In support of its summary judgment argument that Moro has failed to create a genuine dispute of material fact that she has incurred damages, Amica points out that Moro's treating doctor cannot confirm that the July 12, 2019 accident caused Moro to suffer any damages. See Dkt. 35-2 at 10 (“Q. All right. So it's fair to say, based on the information that you have, you just don't know whether the degenerative changes or the disc prolapse or herniation were degenerative or acute or caused by the accident; it that fair? A. Yes, that's fair.”). For her part, Moro offers no evidence indicating that the July 12, 2019 automobile accident caused her any injury. Because Moro has failed to carry her burden of establishing that the accident at issue resulted in any damages, she cannot show that she is entitled to policy benefits. I therefore grant summary judgment in favor of Amica on Moro's declaratory judgment claim.
B. Chapter 541 of the Texas Insurance Code
In her live pleading, Moro also alleges that Amica has violated Chapter 541 of the Texas Insurance Code. Chapter 541 prohibits insurers from engaging in “unfair settlement practices.” TEX. INS. CODE § 541.060(a). Amica moves for summary judgment on this claim for a variety of reasons, including that Moro cannot present any evidence of a Chapter 541 violation.
To establish damages under Chapter 541, an insured must establish either (1) a right to receive benefits under the policy, or (2) an injury independent of a right to benefits. See USAA Tex. Lloyds Co. v. Menchaca, 545 S.W.3d 479, 489 (Tex. 2018) (“[A]n insured cannot recover any damages based on an insurer's statutory violation [of Chapter 541] if the insured had no right to receive benefits under the policy and sustained no injury independent of a right to benefits.”). “[T]here is no alternative to these two pathways.” In re State Farm Mut. Auto. Ins. Co., 629 S.W.3d 866, 873 (Tex. 2021). An injury is not independent if the insured's “claims are predicated on the loss being covered under the insurance policy, or if the damages flow or stem from the denial of the claim for policy benefits.” Menchaca, 545 S.W.3d at 500 (cleaned up).

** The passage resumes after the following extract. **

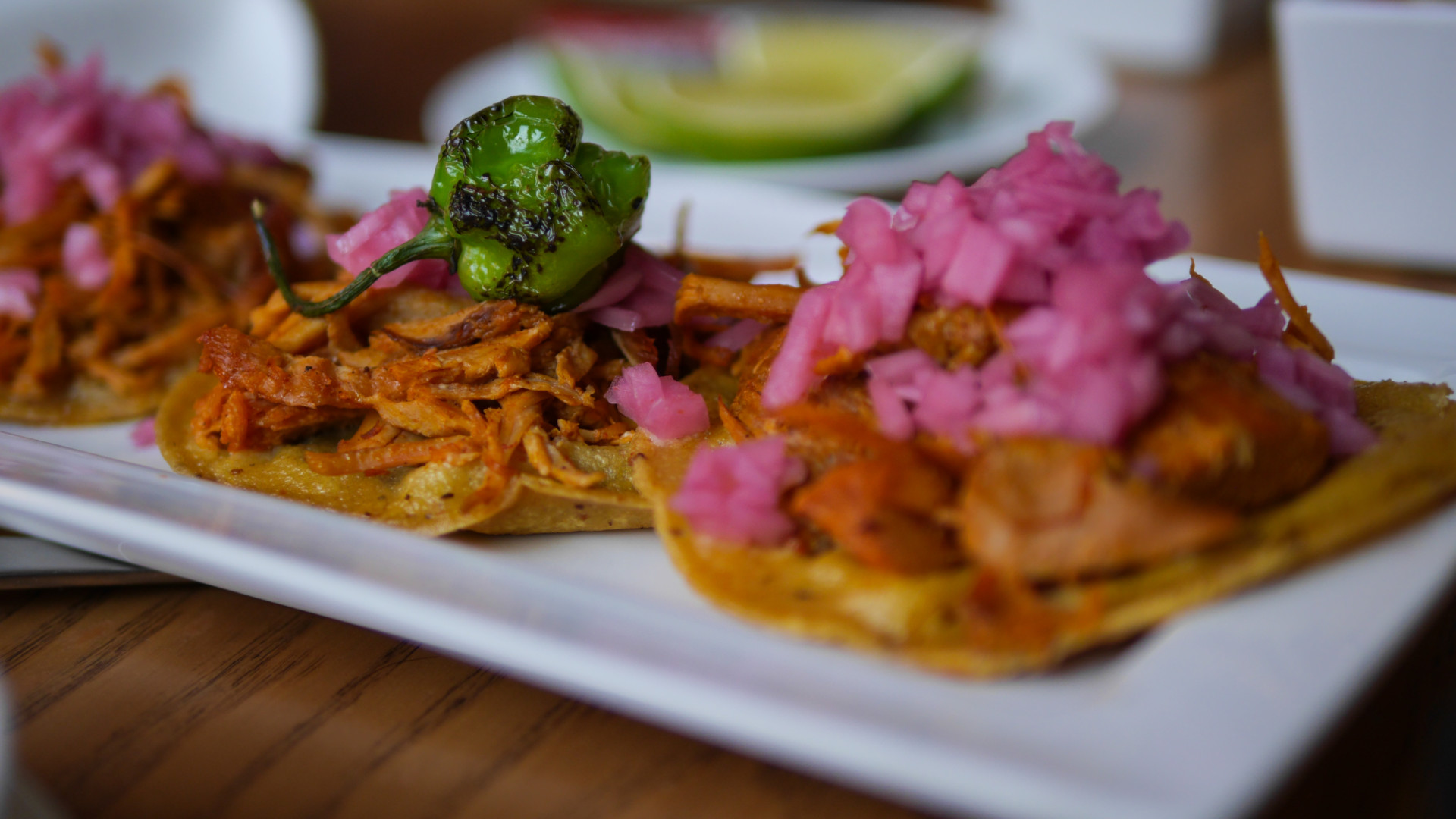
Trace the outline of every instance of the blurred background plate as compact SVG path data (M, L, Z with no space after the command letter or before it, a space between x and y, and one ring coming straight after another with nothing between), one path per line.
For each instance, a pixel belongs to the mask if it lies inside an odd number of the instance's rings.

As explained, Amica's contractual duty to pay uninsured motorist benefits under the Policy does not arise until Moro obtains a judgment establishing both liability and damages. See Brainard, 216 S.W.3d at 818. In terms of “an injury independent of a right to benefits,” Menchaca, 545 S.W.3d at 500, the only damages Moro requests relate to amounts allegedly due under the insurance policy's uninsured motorist provision. See Dkt. 19 at 4. Moro fails to even allege damages apart from failing to pay or delaying payment of policy benefits. And more to the point, there is no evidence in the summary judgment record supporting any claim for damages of any sort.
Because Moro (1) is not entitled to a judgment establishing any rights to uninsured motorist benefits under the Policy; and (2) has failed to establish an injury independent of a right to benefits under the Policy, her Chapter 541 claim fails as a matter of law. See Menchaca, 545 S.W.3d at 500.
CONCLUSION
For the reasons discussed above, I GRANT Amica's Motion for Summary Judgment. Dkt. 35. Moro's claims are dismissed as a matter of law. I will issue a final judgment separately.